3. Put it away! You should start by putting your stuff away. Clean and sanitize your equipment — bongs, pipes, rigs, and so on. Store it safely but out of tempting sight.
4. Get off the couch! Chronic cannabis use often manifests itself as passive enjoyment of television, music, and video games. This break offers time to get outside where you can enjoy the air and natural surroundings.
5. Pump it up! Regular and programmed physical exercise will prove a distraction. More important, it will energize, heal, and provide physical gains. The exercise will also clean out systems affected by cannabis reliance.
6. Pursue meaningfulness! Prayer and meditation will focus your attention and experience. You might read a book, join a yoga class, practice Tai Chi, or make a spiritual retreat.
7. Invest the savings!

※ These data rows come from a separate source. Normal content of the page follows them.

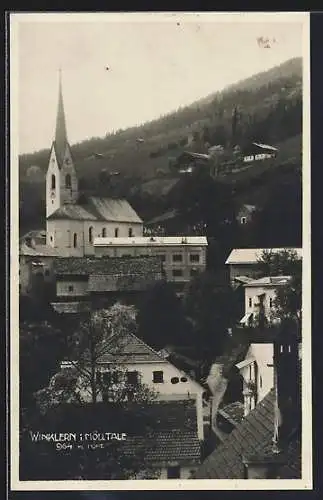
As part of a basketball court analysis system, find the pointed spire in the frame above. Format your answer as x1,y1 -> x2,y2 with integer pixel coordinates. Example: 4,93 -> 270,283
55,68 -> 68,164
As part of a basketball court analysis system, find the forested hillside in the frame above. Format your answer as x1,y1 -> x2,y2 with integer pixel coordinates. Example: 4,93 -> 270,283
19,59 -> 302,242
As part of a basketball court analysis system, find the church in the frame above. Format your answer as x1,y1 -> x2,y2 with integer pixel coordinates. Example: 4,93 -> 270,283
46,73 -> 143,257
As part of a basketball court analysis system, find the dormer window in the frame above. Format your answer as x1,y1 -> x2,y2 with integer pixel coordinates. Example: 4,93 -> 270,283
65,174 -> 72,189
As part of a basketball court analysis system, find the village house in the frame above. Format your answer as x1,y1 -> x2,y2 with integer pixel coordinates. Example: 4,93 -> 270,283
94,236 -> 208,292
240,276 -> 291,326
242,142 -> 278,164
46,71 -> 143,257
192,327 -> 302,479
52,256 -> 163,314
61,332 -> 205,441
225,248 -> 302,285
236,205 -> 257,226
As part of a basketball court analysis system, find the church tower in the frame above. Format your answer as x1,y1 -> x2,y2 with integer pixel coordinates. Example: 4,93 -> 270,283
46,70 -> 78,217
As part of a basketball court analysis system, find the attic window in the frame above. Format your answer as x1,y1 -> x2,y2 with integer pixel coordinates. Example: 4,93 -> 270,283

A move away from cannabis use puts money in your pocket. Cost is the ugly secret to cannabis use. Taking a break offers savings you might spend on yourself or the family.
8. Find a friend! It helps to have a friend when you take a break. You might find that friend at the gym where you are exercising or among the smoking circle you frequent. But teaming up with a buddy will help fight the good fight.
9. Use another way! You can take a break from smoking cannabis and still enjoy its benefits if you change your method of consumption. Edibles and high-potency products may prove good options.
10. Change your mind! There are alternatives to smoking alone in your room. You might pursue entirely new interests like travel, music lessons, shop work, and more, anything you find relaxing and evolving.
Own your tolerance break!
Various people react to cannabis in multiple ways. There is no “typical” user and no standard approach to a tolerance break. However, cannabis users can and should make the most of it. You might even link them to a change in the seasons.
There are benefits in addition to balancing your psychological and physical health with regularly scheduled cannabis tolerance breaks. Chronic use of the same strain or the cannabis strains in the same family will lock your brain and body systems into a certain pattern. Over time, that pattern will no longer produce the effects you originally sought.
To restore the desired effects, you must either switch to a stronger strain of cannabis or take a break until the brain and body return to their original condition allowing you to resume usage. In short, taking a tolerance break makes cannabis use richer and more enjoyable when you get back to it.